The energy shortage continues in South Africa with worsening load-shedding and increased tariffs for 2023 to 2025 granted by regulator Nersa. The 2023 Budget Speech is expected to provide a plan for government to take on a portion of Eskom's debt.
Never let a good crisis go to waste
Energy availability and consistency remain top of mind as the country faces ongoing and worsening load-shedding. Energy regulator Nersa granted Eskom tariff increases of 18,65% for the 2023/24 year and 9,74% for 2024/25. While this is lower than what the utility had applied for, it is another blow to consumers who have been facing increased pricing pressures over the past year. Over and above the direct impact for administered prices, continued load-shedding is already having a significant impact on the agriculture sector and supply chains (in particular, cold chain storage) for retailers, posing a risk to availability and prices of food.

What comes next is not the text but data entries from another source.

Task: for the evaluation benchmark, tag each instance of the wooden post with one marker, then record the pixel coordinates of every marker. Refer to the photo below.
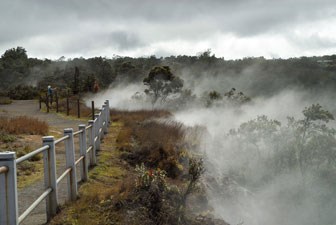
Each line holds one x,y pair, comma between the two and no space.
97,126
50,178
8,190
68,108
56,102
47,102
92,109
83,148
107,102
70,163
78,108
40,102
93,159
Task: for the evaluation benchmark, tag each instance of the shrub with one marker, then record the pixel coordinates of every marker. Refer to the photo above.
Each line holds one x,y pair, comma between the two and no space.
5,100
23,92
6,138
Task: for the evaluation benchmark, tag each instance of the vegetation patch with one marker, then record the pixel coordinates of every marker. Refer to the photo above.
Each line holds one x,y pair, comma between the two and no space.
141,177
23,125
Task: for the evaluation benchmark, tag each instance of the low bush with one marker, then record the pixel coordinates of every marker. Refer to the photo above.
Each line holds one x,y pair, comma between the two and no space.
23,92
6,138
5,100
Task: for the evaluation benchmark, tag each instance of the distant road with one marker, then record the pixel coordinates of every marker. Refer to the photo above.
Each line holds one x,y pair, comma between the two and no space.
57,123
31,108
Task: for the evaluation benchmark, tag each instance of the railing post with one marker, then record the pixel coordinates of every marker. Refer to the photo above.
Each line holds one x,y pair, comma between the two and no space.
8,190
50,178
107,102
105,118
70,163
97,127
93,159
83,148
101,119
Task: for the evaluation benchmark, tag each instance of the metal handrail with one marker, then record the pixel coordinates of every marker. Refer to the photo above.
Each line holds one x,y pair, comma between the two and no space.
78,160
77,132
3,169
31,154
35,204
89,149
61,139
63,175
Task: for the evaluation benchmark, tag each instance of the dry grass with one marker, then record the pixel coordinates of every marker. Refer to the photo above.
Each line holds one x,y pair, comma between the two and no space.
5,100
23,125
130,117
147,140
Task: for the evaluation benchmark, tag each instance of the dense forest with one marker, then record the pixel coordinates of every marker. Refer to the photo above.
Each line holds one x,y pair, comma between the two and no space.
256,76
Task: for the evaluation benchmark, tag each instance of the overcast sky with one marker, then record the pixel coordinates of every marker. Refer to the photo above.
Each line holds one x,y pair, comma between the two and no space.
230,28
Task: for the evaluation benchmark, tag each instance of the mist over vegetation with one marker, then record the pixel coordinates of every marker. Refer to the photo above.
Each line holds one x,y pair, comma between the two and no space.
269,141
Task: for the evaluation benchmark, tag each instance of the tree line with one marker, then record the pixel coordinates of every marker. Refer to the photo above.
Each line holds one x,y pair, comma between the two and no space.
258,76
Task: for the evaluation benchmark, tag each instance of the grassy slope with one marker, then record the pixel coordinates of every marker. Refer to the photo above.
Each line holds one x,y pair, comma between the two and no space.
108,197
105,182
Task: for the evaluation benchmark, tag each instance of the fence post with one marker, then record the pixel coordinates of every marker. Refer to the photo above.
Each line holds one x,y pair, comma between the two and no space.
107,102
68,107
97,127
101,122
78,108
105,118
93,159
47,102
8,190
40,102
70,163
56,102
50,178
92,109
83,148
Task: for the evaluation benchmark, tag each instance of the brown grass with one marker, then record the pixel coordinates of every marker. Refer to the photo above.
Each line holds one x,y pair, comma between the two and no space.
23,125
145,140
129,117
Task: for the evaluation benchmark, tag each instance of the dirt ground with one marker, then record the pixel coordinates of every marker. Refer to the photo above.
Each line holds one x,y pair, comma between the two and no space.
57,123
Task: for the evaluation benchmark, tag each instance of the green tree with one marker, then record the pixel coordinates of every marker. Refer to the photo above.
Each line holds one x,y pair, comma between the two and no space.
15,59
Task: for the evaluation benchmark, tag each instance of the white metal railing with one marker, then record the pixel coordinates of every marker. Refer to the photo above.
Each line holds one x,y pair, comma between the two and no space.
89,141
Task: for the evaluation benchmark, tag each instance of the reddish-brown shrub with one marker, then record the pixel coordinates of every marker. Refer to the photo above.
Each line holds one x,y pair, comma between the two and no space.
23,125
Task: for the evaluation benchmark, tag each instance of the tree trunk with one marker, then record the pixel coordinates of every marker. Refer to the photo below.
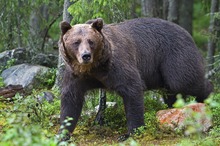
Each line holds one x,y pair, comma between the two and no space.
214,24
173,11
151,8
165,9
19,15
66,17
186,15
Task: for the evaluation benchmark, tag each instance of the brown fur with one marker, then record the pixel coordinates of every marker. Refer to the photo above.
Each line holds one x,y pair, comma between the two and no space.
129,58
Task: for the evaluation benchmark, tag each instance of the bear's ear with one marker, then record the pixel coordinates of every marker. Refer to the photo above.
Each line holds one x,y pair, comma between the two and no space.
98,24
65,26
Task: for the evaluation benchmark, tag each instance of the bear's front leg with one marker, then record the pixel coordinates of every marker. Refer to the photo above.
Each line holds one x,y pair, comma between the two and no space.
134,107
71,107
72,98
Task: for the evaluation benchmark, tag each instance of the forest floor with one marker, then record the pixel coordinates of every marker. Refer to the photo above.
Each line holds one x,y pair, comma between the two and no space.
86,133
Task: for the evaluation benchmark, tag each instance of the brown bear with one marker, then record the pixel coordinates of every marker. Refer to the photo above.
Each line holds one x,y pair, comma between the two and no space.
129,58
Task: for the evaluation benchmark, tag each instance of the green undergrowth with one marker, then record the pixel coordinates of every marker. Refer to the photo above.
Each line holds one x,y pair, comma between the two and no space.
26,121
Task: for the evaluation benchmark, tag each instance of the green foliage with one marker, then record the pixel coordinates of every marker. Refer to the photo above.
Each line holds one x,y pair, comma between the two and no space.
29,122
9,64
110,11
2,84
214,103
15,28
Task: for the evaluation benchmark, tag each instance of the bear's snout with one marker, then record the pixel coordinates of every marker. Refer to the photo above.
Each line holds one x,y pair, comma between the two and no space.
86,57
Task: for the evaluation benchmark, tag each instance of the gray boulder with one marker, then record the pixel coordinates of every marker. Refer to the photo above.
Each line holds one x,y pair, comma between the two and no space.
19,55
29,76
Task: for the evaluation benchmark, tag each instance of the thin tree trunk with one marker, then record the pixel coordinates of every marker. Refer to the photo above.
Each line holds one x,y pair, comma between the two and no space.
165,9
186,15
66,17
173,11
214,23
149,8
20,4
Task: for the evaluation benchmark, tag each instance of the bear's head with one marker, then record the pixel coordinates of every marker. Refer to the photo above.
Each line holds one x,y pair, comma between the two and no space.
81,45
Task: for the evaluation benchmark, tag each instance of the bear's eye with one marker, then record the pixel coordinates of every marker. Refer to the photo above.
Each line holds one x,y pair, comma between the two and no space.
76,43
91,43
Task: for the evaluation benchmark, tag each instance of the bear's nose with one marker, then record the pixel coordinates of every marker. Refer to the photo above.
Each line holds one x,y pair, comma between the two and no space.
86,56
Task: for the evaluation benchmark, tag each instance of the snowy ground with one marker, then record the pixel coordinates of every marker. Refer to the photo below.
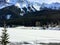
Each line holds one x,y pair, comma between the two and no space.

A consideration to support households and businesses should arguably form part of a broad-based action plan or emergency measures. The 2023 budget, to be presented in February, is expected to include more information on the plan for government to take on a portion of Eskom’s debt and any additional support that may be required. It bears repeating that great opportunities may well be found in the solutions to solve this energy crisis, especially those that galvanise partnerships with the private sector and households.
Headline inflation for the year to December 2022 moderated further to 7,2%, while core inflation also eased. This brings the average annual consumer price inflation in 2022 to 6,9%, from 4,5% the year before. Producer inflation also continued to trend lower, surprising to the downside. Inflation expectation survey data from the BER, however, indicated an uptick in inflation expectations above the South African Reserve Bank’s (SARB’s) 6,0% upper target.
The Monetary Policy Committee (MPC) lifted SARB’s key lending rate by 25bps (0,25%) to 7,25%. Three MPC members voted in favour of a 25 bps increase and two in favour of 50 bps. SARB downgraded forecasts for growth over the medium term, given elevated levels of load-shedding. Risks to the inflation outlook are still assessed to be to the upside, although the progression of the interest rate hiking cycle is clearly moderating. The FTSE/JSE All Bond Index gained 3,0% in January, while the rand fell by 2,3% to the US dollar.
Domestic financial markets staged a meaningful recovery in the first month of 2023. Local equity markets rallied, with the FTSE/JSE All Share gaining 8,9%. Industrials posted a 13,4% return, supported by gains from meaningful index positions that benefited from the China reopening narrative. Notable gains were recorded for Naspers (18,5%), Prosus (17,8%) and Richemont (18,3%), despite Prosus saying it would be retrenching 30% of its staff. Resources rallied 7,1% with gains from industrial metals. The property sector gave back some of the previous quarter’s gains, declining by 1,0%. While valuations for South African listed assets are still attractive, the question remains: How much of the year’s potential good news has been priced in the first month?